A un lado, justo donde empieza ya el paseo asfaltado y adornado de farolas, ve lo que fue “molino de las truchas”, donde vivió largos años Francisco García Marquina; donde se celebraron aquellas reuniones de poetas y escritores que dieron lugar a la creación del Premio “río Ungría” que se inició con una dotación de mil reales, apoquinados entre todos los presentes, entre ellos el que firma esta crónica. En ese molino se fraguaron altas ideas literarias y estéticas, se vivieron pasiones, y hasta Camilo José Cela vivió muchas, muchísimas jornadas de felicidad y fértiles escrituras. Hoy lo ha comprado alguien (un particular) que lo ha dejado como para salir en un reportaje de decoración rural del Pais Semanal.

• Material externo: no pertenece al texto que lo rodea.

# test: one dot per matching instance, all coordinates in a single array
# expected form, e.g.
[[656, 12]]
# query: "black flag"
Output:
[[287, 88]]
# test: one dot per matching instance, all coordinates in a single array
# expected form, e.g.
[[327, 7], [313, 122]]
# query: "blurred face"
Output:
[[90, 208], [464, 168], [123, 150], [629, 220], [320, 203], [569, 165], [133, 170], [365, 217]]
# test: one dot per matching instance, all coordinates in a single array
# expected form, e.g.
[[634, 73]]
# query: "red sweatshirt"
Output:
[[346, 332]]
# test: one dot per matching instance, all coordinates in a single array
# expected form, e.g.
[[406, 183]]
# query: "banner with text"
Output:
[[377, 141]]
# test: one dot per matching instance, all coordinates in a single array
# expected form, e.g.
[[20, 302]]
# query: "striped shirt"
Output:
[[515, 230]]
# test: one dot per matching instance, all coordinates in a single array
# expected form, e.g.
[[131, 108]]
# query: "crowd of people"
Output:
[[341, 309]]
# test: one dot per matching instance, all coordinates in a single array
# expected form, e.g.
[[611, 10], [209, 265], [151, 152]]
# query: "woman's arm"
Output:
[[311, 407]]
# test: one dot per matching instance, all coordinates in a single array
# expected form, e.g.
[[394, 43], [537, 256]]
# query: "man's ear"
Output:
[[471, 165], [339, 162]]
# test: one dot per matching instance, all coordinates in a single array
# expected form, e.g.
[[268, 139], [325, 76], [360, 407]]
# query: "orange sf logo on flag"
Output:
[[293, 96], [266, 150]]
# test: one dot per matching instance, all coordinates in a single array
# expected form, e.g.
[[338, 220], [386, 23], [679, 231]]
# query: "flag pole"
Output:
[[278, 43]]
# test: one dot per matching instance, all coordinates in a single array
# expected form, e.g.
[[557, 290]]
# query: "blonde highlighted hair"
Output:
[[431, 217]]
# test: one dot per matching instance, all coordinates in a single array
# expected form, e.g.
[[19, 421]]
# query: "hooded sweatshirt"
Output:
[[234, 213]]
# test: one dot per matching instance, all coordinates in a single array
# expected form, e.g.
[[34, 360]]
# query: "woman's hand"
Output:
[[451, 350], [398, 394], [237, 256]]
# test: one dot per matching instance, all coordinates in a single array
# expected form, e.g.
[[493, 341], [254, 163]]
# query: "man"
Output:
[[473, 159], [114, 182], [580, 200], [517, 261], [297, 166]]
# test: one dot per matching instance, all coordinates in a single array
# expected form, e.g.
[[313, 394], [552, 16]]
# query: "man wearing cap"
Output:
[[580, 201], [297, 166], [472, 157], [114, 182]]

En el pueblo de Caspueñas destaca sobre todo la plaza, que la han dejado hecha un sol: la iglesia a un lado, restaurada y hermosa. En el muro de poniente, junto a la torre, una cerámica puesta por la Casa de Guadalajara en Madrid recuerda que allí nació fray Alonso de Veracruz, el fraile que dije al principio que llegó a catedrático en la Universidad de México. Muchos le reconocen como el padre del Derecho Internacional. Y una fuente. Una fuente de las de verdad, con su pilar central, sus cuatro chorros cayendo al pilón cuadrado y un agua de color azulverdoso que suena a leyendas de hadas y vírgenes.

Atanzón

Camino abajo, siempre junto al río, en un valle cada vez más abierto y despejado, se siguen viendo aquí y allá casitas de recreo, unas más historiadas que otras, pero todas diciendo en susurro que quienes las pueblan están contentos. Un país lleno de gentes que están contentas, a la fuerza tiene que ir bien. Al cabo de un buen rato, y tras dejar a un lado un molino que ha sido también recientemente restaurado y en el que vive un exministro del gobierno, y hoy presidente del Consejo de Administración de unos conocidos almacenes comerciales, el camino sube sin mayores problemas de nuevo hasta la altura. Esta vez a Atanzón, donde de nuevo admiramos su plaza abierta, su gran iglesia renacentista de portada serliana, en cuyas enjutas se ven los escudos de armas de los Gómez de Ciudad Real, que hicieron su fortuna administrando, en el siglo XV, la del rey Enrique IV de Castilla. Atanzón tiene también su escritor memorable y doméstico, Felipe Olivier, el autor de las “Historias y Leyendas de Guadalajara” y de una interesante historia del pueblo, en la que salen sus memorias de infancia confundidas con los fastos de la villa.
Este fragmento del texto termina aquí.